The cage was part of a housing campaign initiated by Kwong Chi-kit, creative director of a local advertising agency.
Inspired by a reality show inviting local tycoons to experience life in cage homes, Kwong came up with the idea of highlighting the problem using his advertising experience.
Video: Cage Home Art Campaign
Three cage-home models designed by Kwong and crafted by colleagues were placed on busy streets in Central and Happy Valley, a district known for its high rents. With the help of local charity the Society for Community Organisation (SoCO), they photographed the reactions of passers-by and uploaded the pictures to social networks.
The project attracted media attention at home and abroad. "Hong Kong people were not as interested in the models as tourists and foreigners, which was what I expected," Kwong said.
He said he initiated the campaign to give a closer look at the cage dwellers so that people could have a better understanding of the "invisible group".
"I heard people say 'they end up in cage homes because they have not worked hard enough'," he said. "It's such a misunderstanding. These people could not afford education to move up the social ladder because they spend most of their income on rent."
While the models themselves were largely ignored, the pictures of the pedestrians' reactions were widely circulated on social networks.
The project recently won ADSA's Best Integrated Campaign, an international non-profit and social advertising award. The project is now being showcased at an exhibition in Beijing.
But while the cage-home model gets more and more "likes" on the internet, hundreds of cage-home dwellers are still poverty-bound and enduring their hellish accommodation.
SoCO says the average size of cages has dropped from 18 to 15 square feet in the past four years.
"A 15-square-foot 'cage' could cost HK$1,600, meaning the rent per square foot is as high as for a luxury mansion," a report by the group says.
Many cage dwellers are elderly and living on welfare, says Angela Liu, a social worker with SoCO.

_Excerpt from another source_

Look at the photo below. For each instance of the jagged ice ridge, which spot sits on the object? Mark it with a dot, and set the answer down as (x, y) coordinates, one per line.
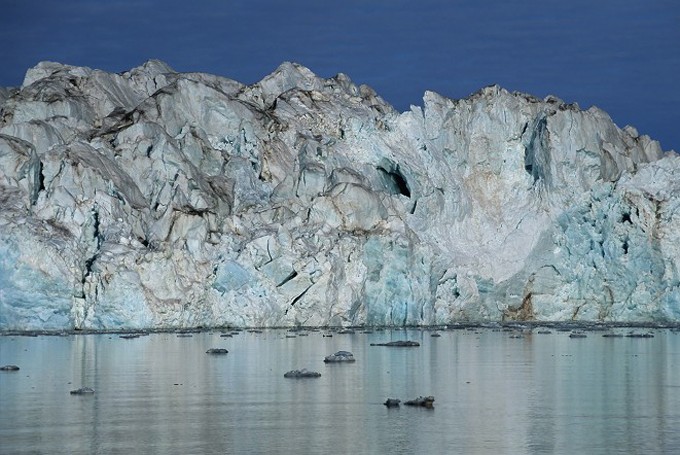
(157, 199)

"They have been waiting for a public rental flat for years," she says.
Kwong hopes his campaign will inspire people to reflect more on housing policies, which he believes deny the needy the chance of social mobility.

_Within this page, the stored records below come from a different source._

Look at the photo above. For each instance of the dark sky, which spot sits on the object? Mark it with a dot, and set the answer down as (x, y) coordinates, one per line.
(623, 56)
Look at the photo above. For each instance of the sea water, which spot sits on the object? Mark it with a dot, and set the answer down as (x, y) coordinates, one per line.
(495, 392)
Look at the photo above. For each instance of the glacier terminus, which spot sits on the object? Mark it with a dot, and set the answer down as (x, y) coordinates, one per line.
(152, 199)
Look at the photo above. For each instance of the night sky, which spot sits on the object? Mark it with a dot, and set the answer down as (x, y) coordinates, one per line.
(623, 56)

"My family lived in a public rental apartment when I was young, and that's why my parents were able to pay for my education and support me to study abroad," he says.
Kwong says the only solution is to build more public housing.

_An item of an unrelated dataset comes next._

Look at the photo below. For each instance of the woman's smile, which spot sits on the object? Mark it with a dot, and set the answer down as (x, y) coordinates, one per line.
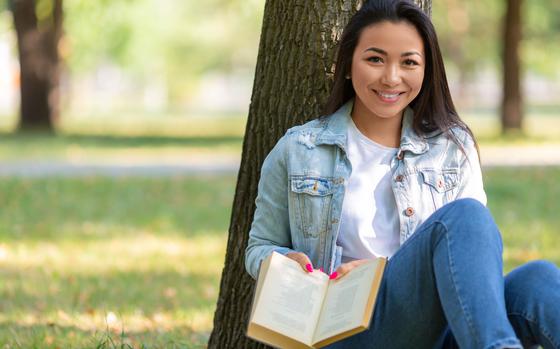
(388, 96)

He says pedestrians' lack of interest in the cage models does not mean they do not care.
"We have been stuck with the housing problem for generations," Kwong says.
"Every Hongkonger has complaints about housing, but prices keep rising and housing conditions get worse and worse. So people feel helpless, that there's nothing they can do to make a difference."
But Kwong believes the effort of every individual counts.
"Take moral and national education for an example," he says. "At the end of the day it was still up to the government to amend the policy. But if we had not protested at the government headquarters and made our voices heard, we would never have been able to have the scheme postponed or changed."
To encourage people to take action, Kwong attached a QR code to each of the cage models left on the street. Once scanned with a smartphone, the code automatically generated an e-mail asking the government to supply more public housing.
"I don't know if our campaign will affect the chief executive's decisions, but at least I've used my knowledge as a creative director to call for action."